親をバットで襲撃

カテゴリー「日常に潜む恐怖」

ある日中学の時の同級生から電話があった。

友人:「一昨日Tが交通事故で死んだけど、一緒に葬式に行かないか」

中学を卒業して五年。
俺と友人は地元の大学に通っていたので時々会っていたが、Tのことは一度も話題にならなかった。

俺:「確かに同じクラスだったけど、あいつとは口きいたことほとんどない。ていうか、誰って感じだよ」

俺はTが死んだと聞いても何も感じなかったし、友人もそうだろうと思った。

友人:「あいつ影が薄いっていうか、地味な奴だったからなあ。高校中退してニートやってたみたいだから、全然友達がいないらしいんだ。そんでTの母親が俺の親に、親戚の手前みっともないから、友人として葬式に来てくれとか頼んできてさ。香典は向こうで出すそうだし、ちょっとバイトだと思って行こうぜ」

友人:「Tが死んで家族もせいせいしているのか、面白そうだな、ちょっと行ってみようか」

そんなノリで葬式に参加すると、祭儀場で晩飯を振舞われた。
俺と友人が寿司をつまんでいると、Tの親の知人が話しかけてきた。

Tの親の知人:「君らはT君の友人か?」

俺:「友人というか、同級生でした」

俺がそう答えると「じゃあ最近のTのことはしらないんだ」とオッサンが言った。

Tの親の知人:「何年も一人で部屋に籠もってたらしいが、親が注意するとバットを振り回して大変だったんだ」

俺はTがヘタレでいつもビクビクしていたことを思い出し、意外な気がした。

「信じられないっすね。
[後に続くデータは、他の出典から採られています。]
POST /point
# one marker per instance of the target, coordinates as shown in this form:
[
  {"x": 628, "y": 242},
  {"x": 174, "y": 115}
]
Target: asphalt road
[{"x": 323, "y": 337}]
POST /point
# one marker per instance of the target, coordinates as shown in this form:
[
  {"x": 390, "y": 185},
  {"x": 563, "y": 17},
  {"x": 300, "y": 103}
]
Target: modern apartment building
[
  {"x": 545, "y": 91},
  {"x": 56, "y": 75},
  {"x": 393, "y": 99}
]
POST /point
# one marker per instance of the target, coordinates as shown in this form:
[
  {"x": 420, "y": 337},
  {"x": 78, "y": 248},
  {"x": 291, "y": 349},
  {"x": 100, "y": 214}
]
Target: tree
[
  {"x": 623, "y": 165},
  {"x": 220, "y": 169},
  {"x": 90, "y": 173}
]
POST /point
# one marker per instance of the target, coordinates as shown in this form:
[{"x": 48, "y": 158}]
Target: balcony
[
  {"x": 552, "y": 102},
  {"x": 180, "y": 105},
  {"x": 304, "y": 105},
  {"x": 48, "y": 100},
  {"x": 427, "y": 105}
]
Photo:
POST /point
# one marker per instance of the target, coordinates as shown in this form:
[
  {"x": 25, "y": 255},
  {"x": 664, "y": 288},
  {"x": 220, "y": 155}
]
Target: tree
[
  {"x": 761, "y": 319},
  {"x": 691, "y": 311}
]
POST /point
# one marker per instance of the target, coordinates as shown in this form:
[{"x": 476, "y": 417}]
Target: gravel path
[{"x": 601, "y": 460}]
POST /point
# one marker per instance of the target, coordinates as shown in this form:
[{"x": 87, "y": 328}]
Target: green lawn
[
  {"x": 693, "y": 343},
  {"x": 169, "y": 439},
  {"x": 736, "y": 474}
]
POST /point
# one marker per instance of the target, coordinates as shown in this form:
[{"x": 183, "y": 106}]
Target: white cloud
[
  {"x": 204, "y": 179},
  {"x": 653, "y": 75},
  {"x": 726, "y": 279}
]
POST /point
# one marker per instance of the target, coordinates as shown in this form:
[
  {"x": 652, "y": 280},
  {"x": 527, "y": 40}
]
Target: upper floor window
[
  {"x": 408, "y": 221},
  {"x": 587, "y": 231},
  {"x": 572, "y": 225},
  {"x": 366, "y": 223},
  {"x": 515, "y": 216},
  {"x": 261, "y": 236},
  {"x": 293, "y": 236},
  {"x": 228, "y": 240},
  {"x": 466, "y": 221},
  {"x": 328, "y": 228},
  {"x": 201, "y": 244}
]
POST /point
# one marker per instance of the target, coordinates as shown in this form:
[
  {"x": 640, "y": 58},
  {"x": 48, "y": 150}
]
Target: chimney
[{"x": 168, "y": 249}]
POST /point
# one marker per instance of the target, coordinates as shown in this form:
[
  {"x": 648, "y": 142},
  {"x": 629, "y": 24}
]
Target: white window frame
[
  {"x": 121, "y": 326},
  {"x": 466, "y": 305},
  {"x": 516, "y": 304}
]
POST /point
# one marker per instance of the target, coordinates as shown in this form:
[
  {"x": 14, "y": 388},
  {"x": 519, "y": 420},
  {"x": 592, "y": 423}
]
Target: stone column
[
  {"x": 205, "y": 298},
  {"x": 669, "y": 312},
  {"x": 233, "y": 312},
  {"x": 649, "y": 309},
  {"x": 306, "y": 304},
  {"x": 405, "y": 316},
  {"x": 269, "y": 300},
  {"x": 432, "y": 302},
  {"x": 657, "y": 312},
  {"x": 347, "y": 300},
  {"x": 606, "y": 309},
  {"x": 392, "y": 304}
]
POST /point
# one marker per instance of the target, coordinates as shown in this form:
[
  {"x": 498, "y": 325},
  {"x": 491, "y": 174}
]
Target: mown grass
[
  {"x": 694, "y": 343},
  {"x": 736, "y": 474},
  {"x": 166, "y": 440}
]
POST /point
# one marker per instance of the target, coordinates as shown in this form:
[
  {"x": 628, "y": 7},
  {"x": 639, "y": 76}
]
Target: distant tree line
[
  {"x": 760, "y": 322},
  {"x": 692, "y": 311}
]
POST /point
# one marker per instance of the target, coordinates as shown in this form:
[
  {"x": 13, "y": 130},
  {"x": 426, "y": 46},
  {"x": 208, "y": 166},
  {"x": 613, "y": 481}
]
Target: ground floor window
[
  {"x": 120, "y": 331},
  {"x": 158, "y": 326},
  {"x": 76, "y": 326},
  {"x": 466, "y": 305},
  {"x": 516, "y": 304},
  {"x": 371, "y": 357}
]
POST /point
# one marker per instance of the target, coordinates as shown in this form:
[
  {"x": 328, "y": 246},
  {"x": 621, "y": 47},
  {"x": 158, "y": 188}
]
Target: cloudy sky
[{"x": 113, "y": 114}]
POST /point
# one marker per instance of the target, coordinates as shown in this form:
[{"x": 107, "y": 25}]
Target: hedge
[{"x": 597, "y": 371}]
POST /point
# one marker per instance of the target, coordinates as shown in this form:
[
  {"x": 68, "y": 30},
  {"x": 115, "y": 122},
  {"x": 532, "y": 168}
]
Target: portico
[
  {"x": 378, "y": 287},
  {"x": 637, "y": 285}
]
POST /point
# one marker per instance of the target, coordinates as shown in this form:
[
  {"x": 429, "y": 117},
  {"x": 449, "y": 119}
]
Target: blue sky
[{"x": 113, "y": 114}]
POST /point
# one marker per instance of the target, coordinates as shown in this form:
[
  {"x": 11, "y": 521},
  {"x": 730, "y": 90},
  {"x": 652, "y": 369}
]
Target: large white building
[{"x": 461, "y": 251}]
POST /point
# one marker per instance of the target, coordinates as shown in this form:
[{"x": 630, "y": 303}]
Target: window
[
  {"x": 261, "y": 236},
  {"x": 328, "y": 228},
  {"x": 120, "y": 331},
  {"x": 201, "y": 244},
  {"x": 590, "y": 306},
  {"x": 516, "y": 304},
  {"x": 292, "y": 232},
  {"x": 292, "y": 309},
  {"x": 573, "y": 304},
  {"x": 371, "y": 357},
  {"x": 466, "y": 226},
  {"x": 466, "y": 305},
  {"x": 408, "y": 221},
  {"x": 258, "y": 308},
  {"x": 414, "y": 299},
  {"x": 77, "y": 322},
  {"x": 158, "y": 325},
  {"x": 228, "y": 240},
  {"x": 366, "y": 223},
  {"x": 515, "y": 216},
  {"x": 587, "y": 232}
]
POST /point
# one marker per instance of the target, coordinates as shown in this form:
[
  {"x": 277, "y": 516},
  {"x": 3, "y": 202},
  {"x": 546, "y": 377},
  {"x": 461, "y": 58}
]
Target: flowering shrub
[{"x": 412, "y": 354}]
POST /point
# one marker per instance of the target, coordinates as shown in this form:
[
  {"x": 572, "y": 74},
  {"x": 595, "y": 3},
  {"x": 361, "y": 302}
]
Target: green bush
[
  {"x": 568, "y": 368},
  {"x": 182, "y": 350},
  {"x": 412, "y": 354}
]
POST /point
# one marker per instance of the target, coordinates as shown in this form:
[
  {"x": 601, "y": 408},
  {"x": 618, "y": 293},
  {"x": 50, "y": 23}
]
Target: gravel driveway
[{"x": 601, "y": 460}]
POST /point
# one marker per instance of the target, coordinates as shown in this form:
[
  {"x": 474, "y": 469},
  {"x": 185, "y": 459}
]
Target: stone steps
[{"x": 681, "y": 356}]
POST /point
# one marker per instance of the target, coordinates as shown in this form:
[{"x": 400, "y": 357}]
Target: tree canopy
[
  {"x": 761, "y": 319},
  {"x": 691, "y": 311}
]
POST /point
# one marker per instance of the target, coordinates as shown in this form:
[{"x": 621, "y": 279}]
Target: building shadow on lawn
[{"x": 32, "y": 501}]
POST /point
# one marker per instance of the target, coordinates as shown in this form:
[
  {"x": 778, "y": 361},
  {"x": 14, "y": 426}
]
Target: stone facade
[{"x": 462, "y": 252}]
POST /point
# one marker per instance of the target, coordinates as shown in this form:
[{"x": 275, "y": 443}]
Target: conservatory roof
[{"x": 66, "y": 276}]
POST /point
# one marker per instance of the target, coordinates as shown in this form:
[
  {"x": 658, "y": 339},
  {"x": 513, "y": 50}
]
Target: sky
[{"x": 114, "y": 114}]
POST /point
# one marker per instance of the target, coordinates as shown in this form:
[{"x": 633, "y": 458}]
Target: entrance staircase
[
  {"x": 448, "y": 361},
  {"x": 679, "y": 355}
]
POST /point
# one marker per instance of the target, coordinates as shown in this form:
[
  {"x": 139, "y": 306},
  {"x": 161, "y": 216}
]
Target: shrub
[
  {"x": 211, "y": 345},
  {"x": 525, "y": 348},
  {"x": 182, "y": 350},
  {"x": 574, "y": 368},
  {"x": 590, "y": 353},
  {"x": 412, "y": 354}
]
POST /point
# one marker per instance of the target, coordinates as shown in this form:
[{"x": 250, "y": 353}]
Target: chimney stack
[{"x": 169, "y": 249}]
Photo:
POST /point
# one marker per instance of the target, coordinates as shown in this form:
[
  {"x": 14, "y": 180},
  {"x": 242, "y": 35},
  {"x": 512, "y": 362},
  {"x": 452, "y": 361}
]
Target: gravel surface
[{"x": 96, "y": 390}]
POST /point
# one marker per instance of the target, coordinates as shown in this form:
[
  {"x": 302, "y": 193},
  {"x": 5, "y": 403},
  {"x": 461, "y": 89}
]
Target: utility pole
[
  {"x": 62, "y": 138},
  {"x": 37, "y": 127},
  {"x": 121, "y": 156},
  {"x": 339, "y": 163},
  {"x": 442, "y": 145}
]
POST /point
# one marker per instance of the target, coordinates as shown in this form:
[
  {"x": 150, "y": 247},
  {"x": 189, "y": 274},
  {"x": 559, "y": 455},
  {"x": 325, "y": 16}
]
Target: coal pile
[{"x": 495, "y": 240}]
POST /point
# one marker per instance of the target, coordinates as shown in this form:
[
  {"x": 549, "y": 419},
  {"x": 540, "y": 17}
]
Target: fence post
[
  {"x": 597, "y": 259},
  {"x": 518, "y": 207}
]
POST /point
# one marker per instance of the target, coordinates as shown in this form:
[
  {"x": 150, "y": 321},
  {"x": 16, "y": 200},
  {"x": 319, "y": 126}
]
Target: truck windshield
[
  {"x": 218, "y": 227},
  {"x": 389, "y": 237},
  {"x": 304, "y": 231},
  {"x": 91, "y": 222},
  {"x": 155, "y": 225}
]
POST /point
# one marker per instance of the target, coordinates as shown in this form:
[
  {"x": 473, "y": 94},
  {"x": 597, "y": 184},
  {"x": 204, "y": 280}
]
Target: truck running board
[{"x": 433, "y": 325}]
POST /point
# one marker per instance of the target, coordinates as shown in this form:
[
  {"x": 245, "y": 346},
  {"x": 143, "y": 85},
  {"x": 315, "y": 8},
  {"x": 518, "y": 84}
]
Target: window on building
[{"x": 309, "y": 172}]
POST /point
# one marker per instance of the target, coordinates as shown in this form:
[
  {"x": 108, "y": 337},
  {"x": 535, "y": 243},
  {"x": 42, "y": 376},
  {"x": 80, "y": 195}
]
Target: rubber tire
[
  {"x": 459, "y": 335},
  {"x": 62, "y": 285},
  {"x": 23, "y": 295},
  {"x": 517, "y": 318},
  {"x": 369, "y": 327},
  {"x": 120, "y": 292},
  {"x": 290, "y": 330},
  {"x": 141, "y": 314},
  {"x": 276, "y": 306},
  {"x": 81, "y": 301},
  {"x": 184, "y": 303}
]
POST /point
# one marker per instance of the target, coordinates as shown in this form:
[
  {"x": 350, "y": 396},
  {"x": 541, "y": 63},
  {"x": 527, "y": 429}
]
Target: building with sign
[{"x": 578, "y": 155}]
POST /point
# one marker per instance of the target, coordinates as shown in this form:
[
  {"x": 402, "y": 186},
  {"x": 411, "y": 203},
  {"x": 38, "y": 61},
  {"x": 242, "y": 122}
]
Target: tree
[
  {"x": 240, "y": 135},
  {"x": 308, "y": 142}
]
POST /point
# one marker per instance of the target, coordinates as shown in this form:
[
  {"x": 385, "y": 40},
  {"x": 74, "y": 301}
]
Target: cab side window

中学の頃は大人しくて、ケンカとか一度もしたことなかったっすよ」

友人がオッサンに言うと、「家族が寝てる最中にバットで襲ったらしい。親父さんは意識不明で病院に運ばれて、大変だったんだ」

俺らはそれっきり黙りこんだが、親を殴り殺そうとしたTにびびった。

友人:「どうして引きこもりのTが事故に遭ったんですか?」

友人が興味深そうにオッサンに尋ねると、「それを知りたくて君らに話しかけたんだけどね」と言われた。

結局引きこもりのTがなぜ外出したのか謎だったが「まっ、どうでもいいか」という感じだった。

その時、世の中には生きていてもしょうがない奴がいるんだなと思った。
2ちゃんもそういう奴がいっぱいいる感じだが、多分原因不明で謎の死を遂げるような気がする。